La crise pétrolière de 1974 va marquer une nouvelle étape : l’économie mondiale devient une « économie à découvert » (H. Bourguinat). On assiste en effet à la fois à une montée de l’endettement des États (qui ne parviennent pas à équilibrer leurs finances publiques du fait de la hausse des dépenses et de l’accroissement plus modeste des recettes), à une montée de l’endettement des agents privés (entreprises et ménages), à une montée de la dette du tiers-monde.
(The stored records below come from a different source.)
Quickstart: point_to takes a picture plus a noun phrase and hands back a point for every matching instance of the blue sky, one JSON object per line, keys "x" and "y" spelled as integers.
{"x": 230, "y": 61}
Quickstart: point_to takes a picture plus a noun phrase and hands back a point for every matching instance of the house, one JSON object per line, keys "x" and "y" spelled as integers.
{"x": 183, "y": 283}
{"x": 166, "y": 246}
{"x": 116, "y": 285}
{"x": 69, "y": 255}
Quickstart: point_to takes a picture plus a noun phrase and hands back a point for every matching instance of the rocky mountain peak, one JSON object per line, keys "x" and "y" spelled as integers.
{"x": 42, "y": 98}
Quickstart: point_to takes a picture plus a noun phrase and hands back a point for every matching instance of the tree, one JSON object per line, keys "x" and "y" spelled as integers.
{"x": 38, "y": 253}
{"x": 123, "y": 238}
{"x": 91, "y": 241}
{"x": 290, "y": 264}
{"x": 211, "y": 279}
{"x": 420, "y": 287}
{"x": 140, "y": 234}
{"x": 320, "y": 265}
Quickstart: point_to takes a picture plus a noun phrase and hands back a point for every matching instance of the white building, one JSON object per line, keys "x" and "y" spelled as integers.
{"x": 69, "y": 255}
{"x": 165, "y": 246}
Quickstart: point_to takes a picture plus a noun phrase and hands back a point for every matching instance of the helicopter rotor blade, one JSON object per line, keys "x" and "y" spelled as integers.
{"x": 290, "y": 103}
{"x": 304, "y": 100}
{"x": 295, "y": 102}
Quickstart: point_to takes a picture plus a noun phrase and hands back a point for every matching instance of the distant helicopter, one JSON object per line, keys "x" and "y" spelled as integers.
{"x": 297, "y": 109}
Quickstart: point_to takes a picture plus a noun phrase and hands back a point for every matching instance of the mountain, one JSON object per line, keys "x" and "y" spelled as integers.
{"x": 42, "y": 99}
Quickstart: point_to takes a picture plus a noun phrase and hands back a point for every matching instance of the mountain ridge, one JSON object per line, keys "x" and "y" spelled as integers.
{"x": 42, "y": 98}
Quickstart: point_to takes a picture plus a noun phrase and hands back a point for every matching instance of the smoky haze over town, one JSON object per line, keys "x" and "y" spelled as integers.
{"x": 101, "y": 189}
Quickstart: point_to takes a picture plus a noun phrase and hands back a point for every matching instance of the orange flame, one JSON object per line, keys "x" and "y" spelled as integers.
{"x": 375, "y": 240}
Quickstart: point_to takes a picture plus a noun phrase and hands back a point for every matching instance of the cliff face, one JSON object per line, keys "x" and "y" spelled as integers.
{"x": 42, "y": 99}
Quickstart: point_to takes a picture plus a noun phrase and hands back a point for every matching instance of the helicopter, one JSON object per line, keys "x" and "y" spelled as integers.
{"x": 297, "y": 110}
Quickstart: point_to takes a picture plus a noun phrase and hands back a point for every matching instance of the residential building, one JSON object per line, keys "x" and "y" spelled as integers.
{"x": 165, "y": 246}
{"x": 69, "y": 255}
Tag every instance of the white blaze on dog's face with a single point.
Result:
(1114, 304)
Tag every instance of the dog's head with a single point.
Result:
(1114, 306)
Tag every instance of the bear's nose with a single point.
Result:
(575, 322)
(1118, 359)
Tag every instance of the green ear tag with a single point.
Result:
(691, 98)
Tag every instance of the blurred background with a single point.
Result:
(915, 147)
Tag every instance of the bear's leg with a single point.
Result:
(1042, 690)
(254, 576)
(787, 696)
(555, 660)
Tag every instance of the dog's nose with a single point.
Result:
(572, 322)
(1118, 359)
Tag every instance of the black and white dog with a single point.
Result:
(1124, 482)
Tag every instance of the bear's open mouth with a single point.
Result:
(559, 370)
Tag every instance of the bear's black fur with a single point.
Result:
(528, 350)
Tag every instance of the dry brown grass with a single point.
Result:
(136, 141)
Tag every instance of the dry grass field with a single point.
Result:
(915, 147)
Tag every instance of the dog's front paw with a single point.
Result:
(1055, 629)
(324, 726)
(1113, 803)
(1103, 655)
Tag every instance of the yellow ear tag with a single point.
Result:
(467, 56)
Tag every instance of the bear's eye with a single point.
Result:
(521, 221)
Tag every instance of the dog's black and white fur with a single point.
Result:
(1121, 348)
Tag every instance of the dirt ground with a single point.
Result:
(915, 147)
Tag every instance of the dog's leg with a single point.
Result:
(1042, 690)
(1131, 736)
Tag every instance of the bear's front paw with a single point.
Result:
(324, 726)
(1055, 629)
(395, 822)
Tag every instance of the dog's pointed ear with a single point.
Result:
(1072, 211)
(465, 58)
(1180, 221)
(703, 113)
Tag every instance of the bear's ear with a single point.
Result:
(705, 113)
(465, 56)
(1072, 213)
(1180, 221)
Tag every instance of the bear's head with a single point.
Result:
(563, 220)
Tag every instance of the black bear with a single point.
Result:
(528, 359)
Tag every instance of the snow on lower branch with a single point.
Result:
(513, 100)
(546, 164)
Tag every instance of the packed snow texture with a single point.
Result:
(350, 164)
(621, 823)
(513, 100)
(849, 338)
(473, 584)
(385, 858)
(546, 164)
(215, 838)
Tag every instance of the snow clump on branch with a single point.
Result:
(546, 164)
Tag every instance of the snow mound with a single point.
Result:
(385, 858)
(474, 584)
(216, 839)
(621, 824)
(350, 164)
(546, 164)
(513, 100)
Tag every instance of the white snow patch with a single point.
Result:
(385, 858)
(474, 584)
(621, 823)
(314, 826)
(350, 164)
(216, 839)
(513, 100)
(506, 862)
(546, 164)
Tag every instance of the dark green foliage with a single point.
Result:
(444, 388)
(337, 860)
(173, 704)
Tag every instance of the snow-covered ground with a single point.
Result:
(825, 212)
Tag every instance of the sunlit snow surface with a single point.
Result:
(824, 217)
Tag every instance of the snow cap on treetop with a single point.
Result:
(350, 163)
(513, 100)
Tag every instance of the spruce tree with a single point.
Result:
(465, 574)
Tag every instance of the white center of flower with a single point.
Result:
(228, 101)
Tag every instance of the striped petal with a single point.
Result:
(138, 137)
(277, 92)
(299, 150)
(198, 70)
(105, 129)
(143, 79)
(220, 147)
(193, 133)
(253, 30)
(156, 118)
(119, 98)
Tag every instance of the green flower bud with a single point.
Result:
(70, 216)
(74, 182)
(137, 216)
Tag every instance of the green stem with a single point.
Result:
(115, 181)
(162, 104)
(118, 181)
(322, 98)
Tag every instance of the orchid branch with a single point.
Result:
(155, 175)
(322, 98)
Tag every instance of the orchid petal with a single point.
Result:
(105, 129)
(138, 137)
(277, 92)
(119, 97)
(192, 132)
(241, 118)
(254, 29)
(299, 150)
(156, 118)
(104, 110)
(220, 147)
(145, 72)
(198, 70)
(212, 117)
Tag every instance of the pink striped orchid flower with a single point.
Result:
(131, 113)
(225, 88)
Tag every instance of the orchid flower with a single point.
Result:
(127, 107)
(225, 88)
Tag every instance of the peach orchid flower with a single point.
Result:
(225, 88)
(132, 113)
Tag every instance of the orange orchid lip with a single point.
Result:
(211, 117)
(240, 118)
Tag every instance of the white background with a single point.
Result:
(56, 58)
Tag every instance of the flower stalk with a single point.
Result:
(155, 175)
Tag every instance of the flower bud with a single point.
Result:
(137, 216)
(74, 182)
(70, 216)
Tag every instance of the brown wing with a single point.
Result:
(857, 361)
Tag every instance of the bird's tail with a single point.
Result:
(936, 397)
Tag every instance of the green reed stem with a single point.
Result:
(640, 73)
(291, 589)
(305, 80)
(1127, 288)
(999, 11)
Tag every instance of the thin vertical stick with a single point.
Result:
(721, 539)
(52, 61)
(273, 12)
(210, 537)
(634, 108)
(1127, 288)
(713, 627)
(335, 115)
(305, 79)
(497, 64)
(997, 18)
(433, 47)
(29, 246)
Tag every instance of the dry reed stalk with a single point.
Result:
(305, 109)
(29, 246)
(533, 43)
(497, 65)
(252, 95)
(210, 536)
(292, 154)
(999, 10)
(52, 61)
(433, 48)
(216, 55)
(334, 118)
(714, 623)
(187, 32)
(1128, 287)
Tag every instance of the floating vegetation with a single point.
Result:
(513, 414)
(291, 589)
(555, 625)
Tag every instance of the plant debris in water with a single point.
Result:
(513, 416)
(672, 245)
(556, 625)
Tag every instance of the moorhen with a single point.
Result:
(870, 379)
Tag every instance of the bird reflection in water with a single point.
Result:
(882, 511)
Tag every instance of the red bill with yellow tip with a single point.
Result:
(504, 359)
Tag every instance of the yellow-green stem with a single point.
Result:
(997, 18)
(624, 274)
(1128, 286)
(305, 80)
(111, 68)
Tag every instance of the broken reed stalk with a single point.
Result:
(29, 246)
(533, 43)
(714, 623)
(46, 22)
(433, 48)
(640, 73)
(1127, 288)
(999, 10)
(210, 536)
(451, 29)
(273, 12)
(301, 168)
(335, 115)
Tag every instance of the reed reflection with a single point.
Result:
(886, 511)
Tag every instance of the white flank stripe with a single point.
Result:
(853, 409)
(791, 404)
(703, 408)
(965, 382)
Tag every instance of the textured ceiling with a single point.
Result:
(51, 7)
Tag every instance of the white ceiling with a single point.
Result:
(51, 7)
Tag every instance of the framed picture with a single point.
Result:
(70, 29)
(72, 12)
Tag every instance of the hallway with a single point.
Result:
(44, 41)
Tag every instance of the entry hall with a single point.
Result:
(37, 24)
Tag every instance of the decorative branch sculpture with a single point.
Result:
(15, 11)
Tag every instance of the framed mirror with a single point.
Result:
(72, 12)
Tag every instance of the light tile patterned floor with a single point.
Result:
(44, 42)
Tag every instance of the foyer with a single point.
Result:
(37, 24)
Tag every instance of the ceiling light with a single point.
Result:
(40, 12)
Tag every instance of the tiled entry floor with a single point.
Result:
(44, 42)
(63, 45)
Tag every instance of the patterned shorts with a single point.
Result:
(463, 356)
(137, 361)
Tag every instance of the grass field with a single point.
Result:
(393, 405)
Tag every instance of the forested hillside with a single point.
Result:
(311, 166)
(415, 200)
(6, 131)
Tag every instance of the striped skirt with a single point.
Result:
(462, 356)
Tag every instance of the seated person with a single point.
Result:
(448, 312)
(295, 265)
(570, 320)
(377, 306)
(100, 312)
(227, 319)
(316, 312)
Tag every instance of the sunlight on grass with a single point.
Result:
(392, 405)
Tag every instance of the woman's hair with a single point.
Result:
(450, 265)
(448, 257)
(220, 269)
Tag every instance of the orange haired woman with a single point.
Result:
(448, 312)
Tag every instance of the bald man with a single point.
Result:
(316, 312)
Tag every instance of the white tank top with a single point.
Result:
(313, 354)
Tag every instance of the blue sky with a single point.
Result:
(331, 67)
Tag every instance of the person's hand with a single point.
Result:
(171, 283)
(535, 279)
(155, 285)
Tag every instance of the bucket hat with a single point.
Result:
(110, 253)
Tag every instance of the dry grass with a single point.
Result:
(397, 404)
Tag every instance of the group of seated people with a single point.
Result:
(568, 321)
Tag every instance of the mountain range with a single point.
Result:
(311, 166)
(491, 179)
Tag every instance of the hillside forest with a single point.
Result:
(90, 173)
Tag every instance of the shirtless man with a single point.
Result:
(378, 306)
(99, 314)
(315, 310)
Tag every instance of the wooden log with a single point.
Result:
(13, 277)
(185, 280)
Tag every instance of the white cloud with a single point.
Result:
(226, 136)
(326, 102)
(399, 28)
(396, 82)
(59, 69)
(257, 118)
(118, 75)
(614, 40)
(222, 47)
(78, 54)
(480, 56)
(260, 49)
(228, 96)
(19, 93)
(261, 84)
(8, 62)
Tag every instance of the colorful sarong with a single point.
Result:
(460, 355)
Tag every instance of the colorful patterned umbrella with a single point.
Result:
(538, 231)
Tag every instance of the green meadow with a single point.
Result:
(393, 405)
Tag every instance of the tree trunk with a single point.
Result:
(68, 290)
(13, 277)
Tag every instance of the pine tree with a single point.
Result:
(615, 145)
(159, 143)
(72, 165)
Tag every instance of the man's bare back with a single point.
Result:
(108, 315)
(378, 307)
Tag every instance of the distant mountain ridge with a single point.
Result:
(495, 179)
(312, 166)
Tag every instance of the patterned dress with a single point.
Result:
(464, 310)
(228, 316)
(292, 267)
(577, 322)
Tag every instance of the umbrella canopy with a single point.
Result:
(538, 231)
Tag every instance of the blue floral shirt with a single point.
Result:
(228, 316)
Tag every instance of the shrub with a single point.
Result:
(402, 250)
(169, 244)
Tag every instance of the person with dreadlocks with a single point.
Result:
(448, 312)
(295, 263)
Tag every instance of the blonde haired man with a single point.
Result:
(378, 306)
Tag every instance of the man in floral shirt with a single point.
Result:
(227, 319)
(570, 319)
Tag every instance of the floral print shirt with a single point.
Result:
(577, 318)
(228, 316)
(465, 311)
À partir du début des années 1980, la globalisation financière s’amplifie, la règle des 3 D permet le développement de nombreuses innovations financières : émergence ou développement de nouveaux produits financiers (swaps, options…), essor de nouveaux marchés financiers, nouvelles technologies de la communication qui facilitent la circulation internationale des capitaux. Toutes ces évolutions sont présentées comme le moyen de faire face aux ajustements rendus nécessaires par les chocs réels subis par l’économie mondiale : politiques macroéconomiques divergentes, émergence des nouveaux pays industrialisés (NPI), soldes extérieurs structurellement excédentaires pour certains pays et structurellement déficitaires pour d’autres, déséquilibres démographiques, effondrement du système soviétique et réunification allemande, etc. Mais le poids croissant de la finance dans l’économie mondiale élève le risque systémique et déstabilise tous les types de régime de change. Ainsi, depuis les années 1980, les crises financières surviennent à un rythme plus soutenu et s’articulent plus fréquemment à des crises de dette souveraine. Ces crises sont aussi fortement récessionnistes dans les pays les plus récemment ouverts aux mouvements de capitaux et ont un coût budgétaire élevé pour les pays concernés.

 

Les crises financières des années 1980 et 1990

Le changement d’orientation de la politique monétaire américaine en 1979 provoque une hausse spectaculaire des taux d’intérêt réels et une forte appréciation du dollar. Cette situation révèle les tensions financières qui traversent l’économie mondiale. En 1982, la crise de solvabilité du Mexique menace de s’étendre à d’autres pays en développement et les banques créancières sont menacées de faillite. Pour éviter ce scénario, la Banque des règlements internationaux (BRI) accorde un crédit relais au Mexique et le FMI pousse les pays du tiers-monde à adopter des politiques d’ajustement structurel afin de rembourser leurs dettes et incite à développer des marchés financiers. L’administration du Trésor des États-Unis intervient aussi pour résoudre cette première crise de la dette (plan Baker en 1985 et plan Brady en 1989).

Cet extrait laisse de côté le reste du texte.